The new Bank of Israel Law taking shape would allow the government to change the mechanism by which exchange rates for the shekel are set against other currencies.
The Finance Ministry published a draft of the new law yesterday, in which it wrote, "As a rule, the exchange rate [of the shekel] against foreign currencies will be set by the foreign currency market. But the government will be authorized, in consultation with the [Bank of Israel] governor, to determine another method for setting the exchange rate."
Also, the Bank of Israel would be entitled to intervene in the foreign currency market in order to achieve its ends and fulfill its functions, the draft law states.
The government would even be given broad powers to clap caps on the nature of currency deals. "Under special circumstances the government would be entitled, in consultation with the governor, to issue an injunction for a limited period of time that prohibits certain transactions in foreign currency with foreign residents, or outside Israel," the draft law goes on to state.

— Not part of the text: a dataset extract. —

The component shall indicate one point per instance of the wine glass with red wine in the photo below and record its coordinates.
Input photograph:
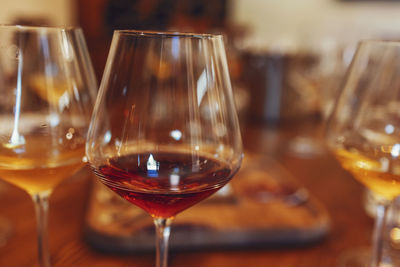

The bill has already passed the hurdle of the cabinet and will shortly be brought before the Ministerial Legislative Committee. If the committee approves the bill, it will be brought before the Knesset plenum for voting into law.
The law was formulated by the Finance Ministry together with the Bank of Israel after no less than 11 years of snarling disputes between the two bodies over its content. The Prime Minister's Office and the Justice Ministry also had a say in its formulation.
Under the new law, the Bank of Israel's main function remains assuring that consumer prices remain stable. "Price stability is essential for the sake of achieving important goals such as sustainable economic growth and a high level of investments and employment over time," the draft states.